The Korea Herald has prepared a four-part series looking into some of the changes and challenges facing the nation in the 2020s. -- Ed.

School classrooms and homes go empty in rural areas. Deaths greatly outnumber childbirths. The economy, once the region’s most dynamic, loses its vigor with fewer workers, fewer taxpayers and fewer consumers.

This, according to experts, could be the future of South Korea -- a country with the world’s lowest fertility rate and one of the longest life expectancies -- if it fails to act on the ticking population time bomb in the 2020s. In other words, the new decade will be a crucial time for the country to steer away from falling off the looming demographic cliff. 

Statistics Korea’s latest population projection, released a year early in March 2019 due to an accelerating rate of change, reveals the risks. 

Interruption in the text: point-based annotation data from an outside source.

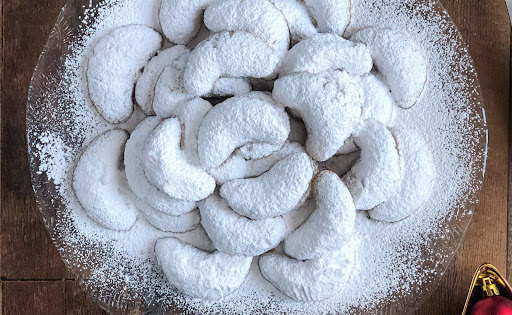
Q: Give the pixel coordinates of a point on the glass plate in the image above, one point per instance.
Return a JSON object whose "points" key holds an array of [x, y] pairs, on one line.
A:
{"points": [[51, 128]]}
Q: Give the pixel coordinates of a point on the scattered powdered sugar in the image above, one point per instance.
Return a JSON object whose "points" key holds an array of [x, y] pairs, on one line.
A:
{"points": [[397, 263]]}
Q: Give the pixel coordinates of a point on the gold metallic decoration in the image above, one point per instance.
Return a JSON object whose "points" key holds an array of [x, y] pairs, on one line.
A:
{"points": [[487, 281]]}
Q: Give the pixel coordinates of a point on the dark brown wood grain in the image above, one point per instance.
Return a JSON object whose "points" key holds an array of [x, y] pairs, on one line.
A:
{"points": [[485, 26], [23, 239], [33, 277]]}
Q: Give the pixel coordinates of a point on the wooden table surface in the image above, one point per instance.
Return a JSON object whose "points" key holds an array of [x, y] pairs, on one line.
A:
{"points": [[34, 280]]}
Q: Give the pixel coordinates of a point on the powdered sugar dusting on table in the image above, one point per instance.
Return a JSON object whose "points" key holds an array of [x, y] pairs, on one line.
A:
{"points": [[396, 261]]}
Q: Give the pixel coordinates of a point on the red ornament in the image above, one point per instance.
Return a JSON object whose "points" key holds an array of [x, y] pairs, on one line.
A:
{"points": [[492, 305]]}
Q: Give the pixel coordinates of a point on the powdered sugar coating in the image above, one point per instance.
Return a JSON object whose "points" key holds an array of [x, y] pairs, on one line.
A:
{"points": [[329, 226], [400, 61], [258, 17], [100, 184], [444, 105], [114, 67], [226, 54], [169, 89], [145, 87], [230, 87], [419, 174], [200, 274], [378, 105], [170, 223], [322, 52], [166, 166], [329, 103], [137, 179], [191, 114], [378, 101], [238, 167], [297, 16], [342, 163], [182, 19], [311, 280], [332, 16], [274, 193], [226, 128], [258, 150], [377, 175], [234, 234]]}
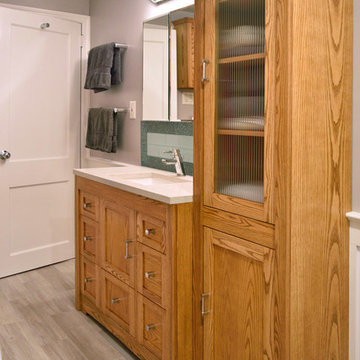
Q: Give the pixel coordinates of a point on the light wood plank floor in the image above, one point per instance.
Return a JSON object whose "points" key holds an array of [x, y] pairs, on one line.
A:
{"points": [[38, 320]]}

Korea’s population, currently 51.7 million, is projected to peak at 51.9 million in 2028, falling in a long downward spiral from 2029 onward. By 2067, there will be just 39 million living here. 

(Yonhap) (Yonhap)

What’s more worrisome is that nearly half of the population in 2067 will be over 65 years old, making Korea the world’s oldest country.

The proportion of people aged 65 and older stood at 14.9 percent in 2019 and is projected to reach 25 percent in 2030, approaching 46.5 percent in 2065.

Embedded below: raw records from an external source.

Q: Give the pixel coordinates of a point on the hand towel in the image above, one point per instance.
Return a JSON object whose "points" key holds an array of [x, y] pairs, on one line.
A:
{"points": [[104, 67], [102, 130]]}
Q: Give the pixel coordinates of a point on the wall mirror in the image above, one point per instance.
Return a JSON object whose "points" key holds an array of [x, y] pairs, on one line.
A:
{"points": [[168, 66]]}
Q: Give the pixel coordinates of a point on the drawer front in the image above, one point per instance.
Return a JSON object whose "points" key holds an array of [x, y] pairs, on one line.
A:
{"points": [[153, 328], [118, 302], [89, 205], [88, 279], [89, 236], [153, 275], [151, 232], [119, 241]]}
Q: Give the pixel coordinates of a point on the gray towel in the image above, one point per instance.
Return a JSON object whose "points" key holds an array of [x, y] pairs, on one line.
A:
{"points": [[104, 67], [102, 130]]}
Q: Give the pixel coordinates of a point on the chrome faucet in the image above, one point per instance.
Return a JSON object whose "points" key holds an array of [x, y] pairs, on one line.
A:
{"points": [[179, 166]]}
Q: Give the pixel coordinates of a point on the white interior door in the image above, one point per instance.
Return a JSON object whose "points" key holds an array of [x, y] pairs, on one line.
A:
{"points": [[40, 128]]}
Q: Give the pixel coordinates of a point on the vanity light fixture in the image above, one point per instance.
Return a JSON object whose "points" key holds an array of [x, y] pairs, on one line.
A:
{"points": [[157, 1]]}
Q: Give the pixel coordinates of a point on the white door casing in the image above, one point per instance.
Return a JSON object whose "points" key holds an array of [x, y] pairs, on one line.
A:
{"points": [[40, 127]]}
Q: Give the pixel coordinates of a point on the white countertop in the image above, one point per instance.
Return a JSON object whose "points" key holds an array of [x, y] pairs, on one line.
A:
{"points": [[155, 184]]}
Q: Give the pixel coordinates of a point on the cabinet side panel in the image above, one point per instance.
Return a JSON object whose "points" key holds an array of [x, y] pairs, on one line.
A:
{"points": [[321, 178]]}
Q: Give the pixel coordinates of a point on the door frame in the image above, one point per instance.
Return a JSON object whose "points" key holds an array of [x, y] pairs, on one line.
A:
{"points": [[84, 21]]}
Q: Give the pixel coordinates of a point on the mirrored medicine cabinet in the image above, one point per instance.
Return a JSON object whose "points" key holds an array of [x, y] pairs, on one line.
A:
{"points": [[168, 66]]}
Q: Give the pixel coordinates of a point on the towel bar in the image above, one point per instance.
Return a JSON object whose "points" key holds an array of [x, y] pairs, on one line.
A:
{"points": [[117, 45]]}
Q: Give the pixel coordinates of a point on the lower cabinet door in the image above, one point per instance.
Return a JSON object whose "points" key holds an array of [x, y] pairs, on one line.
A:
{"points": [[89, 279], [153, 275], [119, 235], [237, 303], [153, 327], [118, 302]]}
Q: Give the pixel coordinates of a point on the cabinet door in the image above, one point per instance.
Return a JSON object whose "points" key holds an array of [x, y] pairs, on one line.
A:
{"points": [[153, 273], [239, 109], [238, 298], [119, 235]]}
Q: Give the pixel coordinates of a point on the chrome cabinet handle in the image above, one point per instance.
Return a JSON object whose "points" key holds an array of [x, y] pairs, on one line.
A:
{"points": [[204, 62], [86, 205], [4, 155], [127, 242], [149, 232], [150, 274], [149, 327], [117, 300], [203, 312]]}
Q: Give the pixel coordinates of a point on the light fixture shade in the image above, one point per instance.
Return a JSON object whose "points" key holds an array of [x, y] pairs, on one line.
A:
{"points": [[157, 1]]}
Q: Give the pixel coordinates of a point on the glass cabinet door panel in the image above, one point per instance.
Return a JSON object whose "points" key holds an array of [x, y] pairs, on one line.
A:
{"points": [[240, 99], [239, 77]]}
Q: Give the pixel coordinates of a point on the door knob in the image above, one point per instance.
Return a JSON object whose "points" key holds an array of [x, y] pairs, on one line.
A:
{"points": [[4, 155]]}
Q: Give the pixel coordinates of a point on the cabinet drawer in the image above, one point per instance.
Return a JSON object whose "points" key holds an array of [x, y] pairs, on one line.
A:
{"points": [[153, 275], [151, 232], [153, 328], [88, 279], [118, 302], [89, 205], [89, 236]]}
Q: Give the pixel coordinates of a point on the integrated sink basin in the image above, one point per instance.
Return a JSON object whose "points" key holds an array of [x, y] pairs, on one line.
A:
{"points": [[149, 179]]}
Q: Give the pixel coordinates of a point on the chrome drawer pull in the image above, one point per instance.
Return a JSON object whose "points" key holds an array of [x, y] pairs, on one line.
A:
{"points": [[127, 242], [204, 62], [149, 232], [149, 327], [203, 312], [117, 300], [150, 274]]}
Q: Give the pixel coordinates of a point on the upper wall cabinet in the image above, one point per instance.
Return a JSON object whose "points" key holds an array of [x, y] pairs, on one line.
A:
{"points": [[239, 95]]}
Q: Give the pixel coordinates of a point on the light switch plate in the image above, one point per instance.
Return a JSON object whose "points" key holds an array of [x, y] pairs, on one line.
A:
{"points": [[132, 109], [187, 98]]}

The working age population, defined as those aged 15-64, has already started receding after peaking at 37.5 million in 2017. The pool of the employable is projected to decline by an average 300,000 each year in the 2020s.

By 2030, every 100 working-age Koreans will be providing for 38.2 seniors, compared to 20.4 seniors in 2019.

A shrinking population is a major downward risk to Asia’s fourth-largest economy.

The LG Economic Research Institute predicts a decline in the country’s potential growth rate to 1.9 percent between 2020 and 2024, from 3.6 percent in the 2010-2014 period. 

“Potential growth rate is expected to drop in line with the rapid decrease in working age population. … Even though the economy does not fall into zero-growth in a short period of time, there is a high possibility the growth rate will remain low,” the report said.

The growth outlook is bleak in line with the demographic projections, but that doesn’t necessarily mean a crisis will materialize. There are many factors at play, such as labor force productivity, immigration policies and the largely untapped female labor force, experts say.

“It is unclear whether the decline (in the working-age population) will translate into an actual economic slowdown,” said Cho Young-tae, a professor of health demography at Seoul National University. “But it is time for Korea to divert from economic growth centered on economies of scale and adjust to the new environment.”

With Korea’s efforts to encourage women to have more babies bearing little fruit, a more effective way to cope with the rapidly aging society will be keeping those elderly economically active, while investing in senior care as a core driver of economic growth.

Between 2018 and 2028, there will be 1.4 million new service jobs created to cater to the needs of the elderly, mainly in the fields of social welfare, public administration and health, according to the Ministry of Employment and Labor.

In November, a pangovernmental task force rolled out a set of measures for the growing senior population that include lowering the minimum age of reverse mortgage membership to 55 from the current 60 as well as steady implementation of the retirement pension system.